Scott immediately adds:
The view a betting market would take, if one existed.Betting market prices are hardly equivalent to "consensus views," though you could say betting markets reflect the consensus of the small subset of people willing to put their money where their mouths are. But in any case, this is a circular explanation for why I win, because it doesn't explain how I ballpark a betting market position when there is no betting market.
Introspectively, two key practices account for most of my success.
1. I take the "outside view." When predicting, I start with long-run averages, and presume the "latest news" is distracting trivia. For example, when I made my unemployment bet with Tyler, I looked at all the unemployment data for 1948 to the present, and assumed the future would resemble the past. As usual, it did.

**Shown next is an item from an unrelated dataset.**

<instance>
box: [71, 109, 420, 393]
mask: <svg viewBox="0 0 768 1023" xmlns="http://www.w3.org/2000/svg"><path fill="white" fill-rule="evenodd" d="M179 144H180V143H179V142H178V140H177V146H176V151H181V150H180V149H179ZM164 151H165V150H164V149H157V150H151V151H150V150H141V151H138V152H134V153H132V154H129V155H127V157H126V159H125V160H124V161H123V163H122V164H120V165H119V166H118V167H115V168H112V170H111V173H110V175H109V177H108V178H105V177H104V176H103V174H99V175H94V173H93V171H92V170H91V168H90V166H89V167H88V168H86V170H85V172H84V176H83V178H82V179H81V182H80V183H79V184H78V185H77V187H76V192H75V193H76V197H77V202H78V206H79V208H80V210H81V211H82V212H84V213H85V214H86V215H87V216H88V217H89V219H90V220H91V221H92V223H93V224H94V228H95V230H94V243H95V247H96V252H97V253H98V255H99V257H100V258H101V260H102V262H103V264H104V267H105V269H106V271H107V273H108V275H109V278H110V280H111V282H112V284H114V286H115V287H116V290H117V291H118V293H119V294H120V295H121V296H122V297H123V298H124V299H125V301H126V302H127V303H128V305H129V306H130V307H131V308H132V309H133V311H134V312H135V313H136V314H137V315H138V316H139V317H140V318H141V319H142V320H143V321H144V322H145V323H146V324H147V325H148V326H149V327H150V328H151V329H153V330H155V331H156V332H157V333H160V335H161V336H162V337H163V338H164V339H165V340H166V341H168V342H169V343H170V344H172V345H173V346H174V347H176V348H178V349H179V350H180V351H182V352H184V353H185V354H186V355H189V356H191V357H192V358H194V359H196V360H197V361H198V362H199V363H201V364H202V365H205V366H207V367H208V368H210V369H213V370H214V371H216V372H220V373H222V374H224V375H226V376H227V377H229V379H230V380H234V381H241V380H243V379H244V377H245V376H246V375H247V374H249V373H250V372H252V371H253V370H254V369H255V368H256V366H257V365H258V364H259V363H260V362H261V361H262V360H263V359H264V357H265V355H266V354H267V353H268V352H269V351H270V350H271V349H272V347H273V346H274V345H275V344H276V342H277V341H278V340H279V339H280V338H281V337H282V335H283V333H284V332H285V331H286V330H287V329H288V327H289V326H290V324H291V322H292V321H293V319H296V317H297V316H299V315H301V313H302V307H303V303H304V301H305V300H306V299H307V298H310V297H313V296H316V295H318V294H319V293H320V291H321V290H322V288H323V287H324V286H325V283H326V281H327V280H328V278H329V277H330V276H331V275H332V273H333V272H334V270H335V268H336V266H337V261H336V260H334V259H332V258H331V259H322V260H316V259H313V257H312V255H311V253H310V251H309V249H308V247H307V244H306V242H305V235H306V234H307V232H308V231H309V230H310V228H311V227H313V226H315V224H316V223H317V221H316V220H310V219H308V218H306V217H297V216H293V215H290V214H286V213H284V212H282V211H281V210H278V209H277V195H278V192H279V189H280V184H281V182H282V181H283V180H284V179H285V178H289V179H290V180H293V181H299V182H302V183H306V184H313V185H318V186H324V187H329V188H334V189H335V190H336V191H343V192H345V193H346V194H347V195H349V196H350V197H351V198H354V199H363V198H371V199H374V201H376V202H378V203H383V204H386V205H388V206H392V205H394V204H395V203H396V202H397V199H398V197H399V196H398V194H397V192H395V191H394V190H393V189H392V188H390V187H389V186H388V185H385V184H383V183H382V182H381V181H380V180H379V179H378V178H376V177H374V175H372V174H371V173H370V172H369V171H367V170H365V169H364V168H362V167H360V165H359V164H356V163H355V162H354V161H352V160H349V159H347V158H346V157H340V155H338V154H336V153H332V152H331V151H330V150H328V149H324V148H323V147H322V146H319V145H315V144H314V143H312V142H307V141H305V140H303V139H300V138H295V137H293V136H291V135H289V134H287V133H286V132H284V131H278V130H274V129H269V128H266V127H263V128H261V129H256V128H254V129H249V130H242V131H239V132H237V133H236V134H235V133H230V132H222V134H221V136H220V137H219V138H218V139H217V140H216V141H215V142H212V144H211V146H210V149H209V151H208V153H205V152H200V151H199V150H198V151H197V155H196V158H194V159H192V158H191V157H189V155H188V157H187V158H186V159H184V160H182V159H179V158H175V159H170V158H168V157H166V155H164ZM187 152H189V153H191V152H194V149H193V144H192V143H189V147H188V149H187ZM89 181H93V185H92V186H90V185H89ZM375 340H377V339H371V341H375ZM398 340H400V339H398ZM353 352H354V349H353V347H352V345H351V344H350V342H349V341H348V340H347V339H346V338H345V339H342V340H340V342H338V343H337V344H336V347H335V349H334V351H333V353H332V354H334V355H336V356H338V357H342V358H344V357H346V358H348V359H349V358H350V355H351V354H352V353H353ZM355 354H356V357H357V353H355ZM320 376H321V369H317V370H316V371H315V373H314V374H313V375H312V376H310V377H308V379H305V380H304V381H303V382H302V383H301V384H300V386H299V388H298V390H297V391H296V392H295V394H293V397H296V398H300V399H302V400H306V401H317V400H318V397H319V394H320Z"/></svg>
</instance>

2. I spurn hyperbole. Human beings adore superlatives, but superlatives rarely apply to the real world. So when I notice someone treating hyperbolic poetry as literal truth, I rush to wager. For example, when John Podhoretz asserted that the Iran nuclear deal "effectively ensures that it will be a nuclear state with ballistic
missiles in 10 years," I smelled hyperbole, and tried in vain to entice him put some money on it.
In slogan form: I owe my track record to numeracy and normalcy. Step back, calm down, look at the numbers, and target thinkers who say, "This time it's different."
* How frequently do I really win? See my 2016 bet inventory.